Pneumonia as we say in Spanish. How can you tell the difference between a cold
and pneumonia? >So that’s not necessarily the easiest thing but certainly going to
see a physician for a complete exam is the first way to get yourself evaluated
if you’re not sure what’s going on. A physician will listen to your lungs and
if needed order a chest x-ray which can actually confirm the presence of a
pneumonia.>And who’s at risk for pneumonia, so pneumonia is a infection
that anybody could get certainly there are some people who are at higher risk
and those would be patients that are over the age of 65, anyone at any age
with chronic illnesses such as diabetes, heart disease, lung disease, asthma, anyone
who has a weakened immune system, because of medications or medical conditions, are
all at more risk of developing pneumonia.>And is a vaccination the best way to
prevent pneumonia?>A vaccination is a great way to prevent the pneumonia.
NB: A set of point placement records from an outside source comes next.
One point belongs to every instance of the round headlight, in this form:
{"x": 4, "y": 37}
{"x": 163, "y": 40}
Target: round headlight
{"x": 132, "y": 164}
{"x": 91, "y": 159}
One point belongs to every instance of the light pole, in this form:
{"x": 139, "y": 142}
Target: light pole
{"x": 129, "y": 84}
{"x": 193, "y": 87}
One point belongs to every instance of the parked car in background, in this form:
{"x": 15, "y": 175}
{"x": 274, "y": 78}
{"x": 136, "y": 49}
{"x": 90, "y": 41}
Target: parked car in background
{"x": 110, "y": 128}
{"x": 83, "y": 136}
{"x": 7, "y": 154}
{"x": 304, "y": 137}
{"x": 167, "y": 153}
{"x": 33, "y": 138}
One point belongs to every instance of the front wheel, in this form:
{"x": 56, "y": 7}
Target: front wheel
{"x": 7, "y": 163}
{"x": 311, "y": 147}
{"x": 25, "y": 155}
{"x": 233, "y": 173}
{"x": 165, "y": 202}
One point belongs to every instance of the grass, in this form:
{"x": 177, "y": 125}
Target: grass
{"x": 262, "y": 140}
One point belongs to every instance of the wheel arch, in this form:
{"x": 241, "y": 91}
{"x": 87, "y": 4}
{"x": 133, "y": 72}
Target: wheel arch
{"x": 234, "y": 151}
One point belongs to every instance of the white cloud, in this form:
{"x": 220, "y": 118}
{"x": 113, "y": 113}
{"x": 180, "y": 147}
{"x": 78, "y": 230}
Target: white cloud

The
pneumonia vaccines are available there are two that we give and we’ll be
talking about that in a little bit but that’s one important aspect, it’s also
very important that you take care to keep yourself as healthy as possible
make sure that you have good hand-washing during cold or flu season
being careful, not to be around other people who are too sick and in close
contact being careful to avoid touching your face your hands on your mouth or
your eyes is a way that illnesses get spread and, so hygiene is important,
general health is important, and also vaccinating is important.>And to wrap up
pneumonia do you need that every year that vaccine?>Actually you do not need
that every year, that’s a very good question. That vaccine is given as two
doses one year apart and then generally you may need a booster five to ten years
later depending again on medical conditions and health status.